La levée des entraves en question permettrait de soulager quelque peu une économie palestinienne exsangue et de donner un coup de pouce aux pourparlers de paix israélo-palestiniens.
D’ailleurs, à la suite d’une rencontre entre le diplomate britannique et le ministre israélien de la Défense, Ehoud Barak, lundi matin, le gouvernement israélien a annoncé la suppression d’un poste de contrôle à proximité de la ville de Naplouse.

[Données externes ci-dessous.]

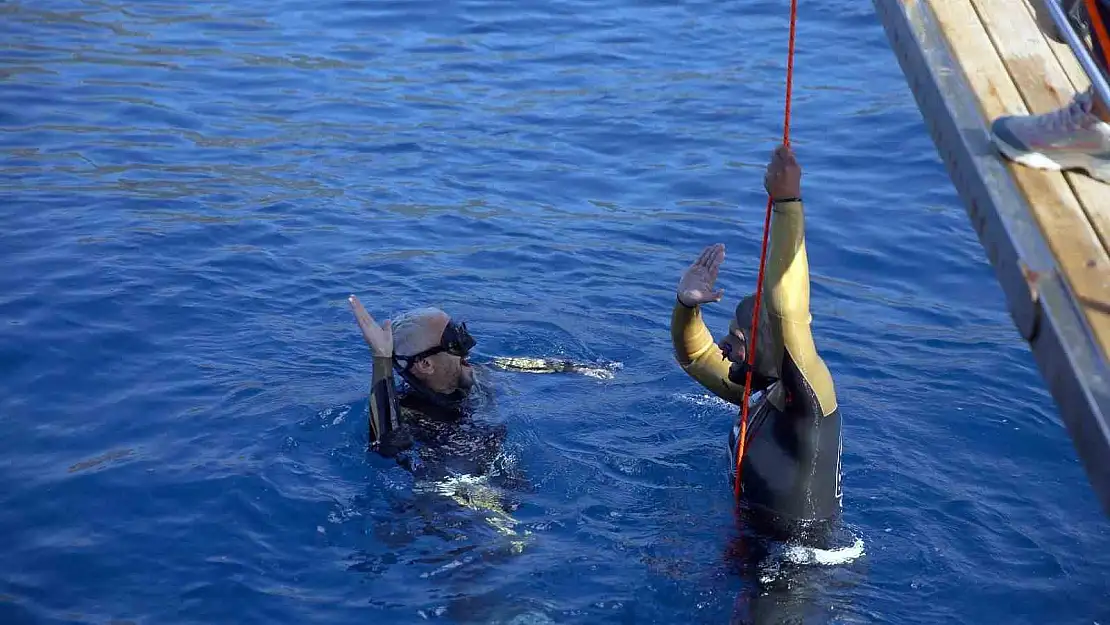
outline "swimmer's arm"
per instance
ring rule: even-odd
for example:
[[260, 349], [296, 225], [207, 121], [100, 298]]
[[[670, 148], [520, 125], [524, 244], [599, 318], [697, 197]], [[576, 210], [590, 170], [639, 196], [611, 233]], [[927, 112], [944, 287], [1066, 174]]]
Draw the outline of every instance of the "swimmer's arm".
[[675, 299], [670, 313], [670, 342], [675, 360], [690, 377], [726, 402], [744, 402], [744, 386], [728, 381], [729, 363], [720, 355], [699, 306], [687, 308]]
[[609, 380], [612, 367], [591, 363], [577, 363], [566, 359], [545, 359], [528, 356], [494, 356], [490, 365], [502, 371], [515, 373], [581, 373], [591, 377]]
[[374, 356], [374, 373], [370, 385], [370, 448], [385, 457], [394, 457], [407, 444], [401, 431], [401, 406], [393, 384], [393, 361]]
[[[801, 201], [775, 202], [767, 253], [767, 312], [770, 313], [776, 359], [789, 354], [827, 415], [836, 410], [836, 391], [833, 375], [818, 355], [810, 331], [805, 222]], [[775, 365], [777, 371], [783, 371], [780, 361]]]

Ce n’est pas la première fois qu’un diplomate étranger demande la levée de quelques-uns des barrages disséminés un peu partout dans les territoires palestiniens par l’occupant israélien.
Au cours d’une visite récente au Proche-Orient, la secrétaire d’État américaine, Condoleezza Rice, avait réussi à obtenir la levée d’une soixantaine d’entraves. Les Nations unies ont toutefois constaté dans un rapport récent que les Israéliens n’ont levé que 44 des barrages et que la plupart d’entre eux étaient relativement insignifiants.
Dimanche, la Banque mondiale a accusé Israël d’être en partie responsable, en raison « du maintien des restrictions à la liberté de mouvement », de l’effondrement de la croissance économique palestinienne.
Un porte-parole du premier ministre israélien Ehoud Olmert a justifié la présence des points de contrôle militaires par des impératifs sécuritaires.
« En levant des barrages, nous améliorerions probablement notre image dans les médias, mais, un ou deux jours après, nous risquerions de faire face à des attaques-suicides », a expliqué le responsable israélien.
Israël maintient, selon les Nations unies, un imposant et complexe réseau de plus de 600 points de passages militaires en Cisjordanie seulement. Ce réseau, qui entrave la liberté de mouvement de la population palestinienne de Cisjordanie, est essentiellement composé de postes de contrôle, de barrières, de clôtures, de murs, de barrages routiers et de tranchées [1].